If neither of these solutions corrects the problem, does the
client have a product called SolarWinds Professional edition
installed on their desktop? This is a known cause and it's
possible there are other programs that may also cause it. If
other computers can send using OWA and not add question marks to
the message body, compare the applications installed on each in
an attempt to identify the cause.
Exchange 5.5 Support Ends
If your organization is still using Exchange Server 5.5
and you want or need support from Microsoft Product Support
Services, you'll need to upgrade to Exchange 2003, as all
forms of support for Exchange 5.5 are ending.
However, if your organization is a member of either Premier
Essential support plan or Premier Support plan and have an AD
migration plan approved by Microsoft, your company can pay an
additional fee ($200,000 or more per year) plus a hefty fee per
each hotfix you need, for Exchange 5.5 support. (Yes, several
companies have signed on for this program.)

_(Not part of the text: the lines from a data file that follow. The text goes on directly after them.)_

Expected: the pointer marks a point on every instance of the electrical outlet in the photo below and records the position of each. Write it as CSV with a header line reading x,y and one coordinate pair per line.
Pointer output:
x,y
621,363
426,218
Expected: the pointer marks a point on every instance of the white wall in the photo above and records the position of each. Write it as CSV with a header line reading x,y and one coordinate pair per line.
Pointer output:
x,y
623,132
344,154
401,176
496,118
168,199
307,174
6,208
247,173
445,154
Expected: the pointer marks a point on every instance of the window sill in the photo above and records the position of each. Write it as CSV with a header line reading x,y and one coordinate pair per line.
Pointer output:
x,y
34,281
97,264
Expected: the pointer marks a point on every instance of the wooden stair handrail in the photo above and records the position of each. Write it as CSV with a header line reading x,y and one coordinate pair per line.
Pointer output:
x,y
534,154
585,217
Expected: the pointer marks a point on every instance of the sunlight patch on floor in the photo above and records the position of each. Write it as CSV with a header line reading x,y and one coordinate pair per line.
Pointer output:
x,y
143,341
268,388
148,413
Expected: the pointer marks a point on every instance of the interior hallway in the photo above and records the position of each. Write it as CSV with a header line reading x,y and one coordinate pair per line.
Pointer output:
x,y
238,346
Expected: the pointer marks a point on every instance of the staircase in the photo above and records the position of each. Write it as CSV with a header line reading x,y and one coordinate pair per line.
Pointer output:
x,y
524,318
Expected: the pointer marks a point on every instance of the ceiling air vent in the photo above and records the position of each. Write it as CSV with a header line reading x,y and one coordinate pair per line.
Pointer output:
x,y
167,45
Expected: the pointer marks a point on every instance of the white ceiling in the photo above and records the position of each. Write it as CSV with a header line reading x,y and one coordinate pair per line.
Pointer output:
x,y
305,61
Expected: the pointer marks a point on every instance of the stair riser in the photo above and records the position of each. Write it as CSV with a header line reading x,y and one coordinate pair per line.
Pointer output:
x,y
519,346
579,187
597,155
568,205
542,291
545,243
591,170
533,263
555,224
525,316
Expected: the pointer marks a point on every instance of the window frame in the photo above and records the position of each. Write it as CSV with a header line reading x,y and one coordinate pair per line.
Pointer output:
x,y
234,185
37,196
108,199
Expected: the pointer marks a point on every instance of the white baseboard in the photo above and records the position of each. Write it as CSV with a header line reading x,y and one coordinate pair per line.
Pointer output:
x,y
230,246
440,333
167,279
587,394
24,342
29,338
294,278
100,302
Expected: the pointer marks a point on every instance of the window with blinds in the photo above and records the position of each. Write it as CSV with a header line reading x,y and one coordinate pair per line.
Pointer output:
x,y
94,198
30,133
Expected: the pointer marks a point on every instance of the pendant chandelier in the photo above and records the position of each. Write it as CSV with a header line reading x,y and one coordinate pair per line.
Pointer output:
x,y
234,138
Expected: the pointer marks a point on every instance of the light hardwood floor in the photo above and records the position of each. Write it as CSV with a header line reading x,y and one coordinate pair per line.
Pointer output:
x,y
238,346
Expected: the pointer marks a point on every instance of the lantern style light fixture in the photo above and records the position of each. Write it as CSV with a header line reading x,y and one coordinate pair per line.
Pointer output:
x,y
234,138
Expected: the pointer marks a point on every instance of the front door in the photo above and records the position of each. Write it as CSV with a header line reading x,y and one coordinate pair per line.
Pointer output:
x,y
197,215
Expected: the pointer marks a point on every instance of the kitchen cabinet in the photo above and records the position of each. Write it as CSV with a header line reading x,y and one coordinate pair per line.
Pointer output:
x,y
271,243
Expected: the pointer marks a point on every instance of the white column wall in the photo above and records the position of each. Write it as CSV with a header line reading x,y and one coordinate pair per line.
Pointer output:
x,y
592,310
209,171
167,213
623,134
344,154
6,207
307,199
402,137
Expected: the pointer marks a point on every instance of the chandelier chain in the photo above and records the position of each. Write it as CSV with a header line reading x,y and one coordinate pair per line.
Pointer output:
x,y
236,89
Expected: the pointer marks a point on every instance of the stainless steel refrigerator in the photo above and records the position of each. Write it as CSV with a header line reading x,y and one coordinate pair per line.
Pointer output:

New security updates and hotfixes will not be released for
Exchange 5.5 after December 31. Existing publically available
updates will continue to be available, although you should have
all of them installed on your Exchange 5.5 servers already.
For more information, see
http://www.microsoft.com/exchange/support/lifecycle/changes.mspx
Outlook Calendar "Can't Save" Bug
There are numerous reports that users are unable to create new
Calendar items after installing Outlook 2003's SP2. While we
have no idea what is causing it and it doesn't appear to be very
widespread, the solution is to restart Outlook. If Outlook
doesn't close completely (look in Task Manager) you'll need to
force it closed (select Outlook.exe and click End Process),
otherwise you'll need to reboot. So far, everyone affected by
the problem reports this fixes the problem.